Article 194 : A l'occasion du jugement des délits ou des contraventions, les juridictions saisies peuvent, le ministère public et les parties entendus, prononcer l'annulation des actes atteints de nullité et décider si l'annulation doit s'étendre à tout ou partie de la procédure ultérieure.
 
Lorsque la juridiction annule certains actes seulement, elle doit les écarter expressément des débats.
 
Au cas où la nullité de l'acte entraîne la nullité de toute la procédure ultérieure, elle ordonne un supplément d'information si la nullité est réparable ou, s'il y échet, elle renvoie le ministère public à se pourvoir. Elle statue en outre, s'il y a lieu, sur le maintien en détention de l'inculpé.
 
Les parties peuvent renoncer à se prévaloir des nullités édictées dans leur seul intérêt. Cette renonciation doit être expresse.
 
 
Section XI : Des ordonnances de règlement (Articles 195 à 203)
 
Article 195 : Aussitôt qu'il estime l'information terminée, le juge d'instruction communique le dossier, coté par le greffier, au procureur du Roi qui doit lui adresser ses réquisitions dans les huit jours au plus tard.
 
Article 196 : Si le juge d'instruction estime que les faits ne constituent ni crime, ni délit, ni contravention, ou qu'il n'existe pas de charges suffisantes contre l'inculpé, ou si l'auteur est resté inconnu, il rend une ordonnance de non-lieu.
 
Les inculpés préventivement détenus sont mis en liberté.
 
Le juge d'instruction statue en même temps sur la restitution des objets saisis.
 
Il liquide les dépens et condamne aux frais la partie civile s'il en existe une en cause.
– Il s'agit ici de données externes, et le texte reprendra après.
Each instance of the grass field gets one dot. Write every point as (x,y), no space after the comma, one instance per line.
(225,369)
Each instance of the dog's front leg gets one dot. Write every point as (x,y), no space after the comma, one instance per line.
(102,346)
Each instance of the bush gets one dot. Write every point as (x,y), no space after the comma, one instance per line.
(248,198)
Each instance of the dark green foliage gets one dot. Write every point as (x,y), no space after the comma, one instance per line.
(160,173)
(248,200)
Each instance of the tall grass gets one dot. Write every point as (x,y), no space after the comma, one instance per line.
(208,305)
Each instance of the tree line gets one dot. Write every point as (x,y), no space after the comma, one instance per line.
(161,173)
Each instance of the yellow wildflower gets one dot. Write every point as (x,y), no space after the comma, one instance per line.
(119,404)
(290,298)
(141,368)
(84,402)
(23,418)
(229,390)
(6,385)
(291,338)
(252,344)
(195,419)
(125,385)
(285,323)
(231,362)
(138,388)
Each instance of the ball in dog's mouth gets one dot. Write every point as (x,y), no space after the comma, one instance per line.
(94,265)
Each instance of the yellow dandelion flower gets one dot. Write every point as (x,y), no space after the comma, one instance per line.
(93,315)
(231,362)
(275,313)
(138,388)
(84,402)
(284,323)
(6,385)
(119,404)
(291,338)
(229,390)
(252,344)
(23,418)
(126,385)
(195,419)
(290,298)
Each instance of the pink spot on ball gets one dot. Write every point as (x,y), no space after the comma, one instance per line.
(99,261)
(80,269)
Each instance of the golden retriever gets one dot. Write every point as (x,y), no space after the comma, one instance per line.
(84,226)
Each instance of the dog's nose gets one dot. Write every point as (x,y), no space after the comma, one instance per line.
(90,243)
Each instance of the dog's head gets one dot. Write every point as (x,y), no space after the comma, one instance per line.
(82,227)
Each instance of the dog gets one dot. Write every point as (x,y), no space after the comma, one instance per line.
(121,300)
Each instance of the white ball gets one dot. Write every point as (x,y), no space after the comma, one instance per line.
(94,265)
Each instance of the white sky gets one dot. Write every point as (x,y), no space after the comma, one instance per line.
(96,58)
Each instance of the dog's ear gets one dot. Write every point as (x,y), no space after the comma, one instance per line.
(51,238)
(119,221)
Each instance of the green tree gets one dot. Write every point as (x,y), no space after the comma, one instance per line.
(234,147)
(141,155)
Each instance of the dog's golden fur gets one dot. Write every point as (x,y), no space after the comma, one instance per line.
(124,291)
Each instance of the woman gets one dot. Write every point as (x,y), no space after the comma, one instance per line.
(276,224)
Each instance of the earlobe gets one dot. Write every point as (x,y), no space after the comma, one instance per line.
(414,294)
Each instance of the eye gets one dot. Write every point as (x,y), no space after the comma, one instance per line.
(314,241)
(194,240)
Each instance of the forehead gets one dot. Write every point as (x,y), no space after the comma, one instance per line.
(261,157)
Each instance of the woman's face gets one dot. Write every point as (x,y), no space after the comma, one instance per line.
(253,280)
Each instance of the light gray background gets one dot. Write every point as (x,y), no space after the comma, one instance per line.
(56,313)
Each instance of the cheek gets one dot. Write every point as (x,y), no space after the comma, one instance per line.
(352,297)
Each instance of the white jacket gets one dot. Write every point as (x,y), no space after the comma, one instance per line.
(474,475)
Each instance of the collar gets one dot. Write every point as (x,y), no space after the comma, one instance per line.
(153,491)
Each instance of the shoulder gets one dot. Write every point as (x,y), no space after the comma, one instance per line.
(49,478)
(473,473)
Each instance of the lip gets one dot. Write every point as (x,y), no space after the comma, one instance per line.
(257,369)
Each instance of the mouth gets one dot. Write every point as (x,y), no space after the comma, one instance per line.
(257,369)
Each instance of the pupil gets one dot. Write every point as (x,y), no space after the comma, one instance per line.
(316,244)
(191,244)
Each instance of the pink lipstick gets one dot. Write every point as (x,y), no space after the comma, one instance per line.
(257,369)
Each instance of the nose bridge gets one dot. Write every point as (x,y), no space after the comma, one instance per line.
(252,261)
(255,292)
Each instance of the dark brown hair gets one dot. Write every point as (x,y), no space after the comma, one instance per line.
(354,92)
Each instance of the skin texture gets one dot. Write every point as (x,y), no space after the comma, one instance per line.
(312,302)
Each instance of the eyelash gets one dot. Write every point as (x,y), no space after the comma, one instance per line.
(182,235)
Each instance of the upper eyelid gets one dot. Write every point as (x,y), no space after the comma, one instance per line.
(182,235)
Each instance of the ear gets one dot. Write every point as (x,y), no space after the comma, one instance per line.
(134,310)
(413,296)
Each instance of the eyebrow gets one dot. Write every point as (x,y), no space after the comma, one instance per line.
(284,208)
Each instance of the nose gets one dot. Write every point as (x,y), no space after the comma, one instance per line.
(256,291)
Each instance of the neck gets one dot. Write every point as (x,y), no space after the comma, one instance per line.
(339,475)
Toutefois la partie civile de bonne foi peut être déchargée de la totalité ou d'une partie des frais par décision spéciale et motivée.
 
Article 197 : Si le juge estime que les faits constituent une contravention, il prononce le renvoi de l'affaire devant le tribunal de simple police et ordonne la mise en liberté du prévenu si celui-ci est détenu.
 
Article 198 : Si le juge estime que les faits constituent un délit de police ou un délit correctionnel, tels que définis aux articles 252 et 253 du présent Code, il prononce le renvoi de l'affaire devant la juridiction compétente.
 
Si l'emprisonnement est encouru sous réserve des dispositions de l'article 153 , le prévenu arrêté demeure en état de détention.
 
Article 199 : Dans le cas de renvoi, soit devant le tribunal de simple police, soit devant la juridiction compétente en matière de délits, le juge d'instruction transmet le dossier avec son ordonnance au procureur du Roi.
 
Celui-ci est tenu de l'envoyer sans retard au greffe de la juridiction qui doit statuer.
 
Le procureur du Roi ou son représentant devant la juridiction saisie doit faire citer le prévenu pour l'une des plus prochaines audiences en observant les délais de citation prévus à l'article 369 du présent Code.
 
Article 200 : Si le juge d'instruction estime que les faits constituent une infraction qualifiée crime par la loi, il ordonne que le dossier de la procédure et un état des pièces servant à conviction soient transmis sans délai par le procureur du Roi au chef du parquet général près la cour d'appel pour être procédé ainsi qu'il est dit au chapitre de la chambre d'accusation.
 
Le mandat d'arrêt ou de dépôt décerné contre l'inculpé conserve sa force exécutoire jusqu'à ce qu'il ait été statué par la chambre d'accusation.
 
Les pièces à conviction restent au greffe du tribunal s'il n'en est autrement ordonné.
 
Article 201 : Des ordonnances comportant non-lieu partiel peuvent intervenir en cours d'information.
 
Article 202 : II est donné avis, dans les vingt-quatre heures, par lettre recommandée, aux conseils de l'inculpé et de la partie civile de toutes ordonnances juridictionnelles.
 
Dans les mêmes formes et délais, les ordonnances de règlements sont portées à la connaissance de l'inculpé et les ordonnances de renvoi ou de transmission des pièces au parquet général, à celle de la partie civile. Si l'inculpé est détenu, la communication lui en est faite par l'intermédiaire du surveillant, chef de la maison d'arrêt.
 
 Les ordonnances prévues par les articles 95 , 154 , 156 et dont l'inculpé ou la partie civile peut, aux termes des articles 206 et 207 , interjeter appel, leur sont notifiées à la requête du procureur du Roi, dans les vingt-quatre heures.
 
Avis de toute ordonnance non conforme à ses réquisitions est donné au procureur du Roi par le greffier le jour même où elle est rendue.
 
Article 203 : Les ordonnances rendues par le juge d'instruction en vertu des dispositions de la présente section sont inscrites à la suite du réquisitoire du procureur du Roi. Elles contiennent les nom, prénoms, filiation, date et lieu de naissance, tribu d'origine, domicile et profession de l'inculpé.
 
Elles indiquent la qualification légale du fait imputé à celui-ci et de façon précise les motifs pour lesquels il existe ou non contre lui des charges suffisantes.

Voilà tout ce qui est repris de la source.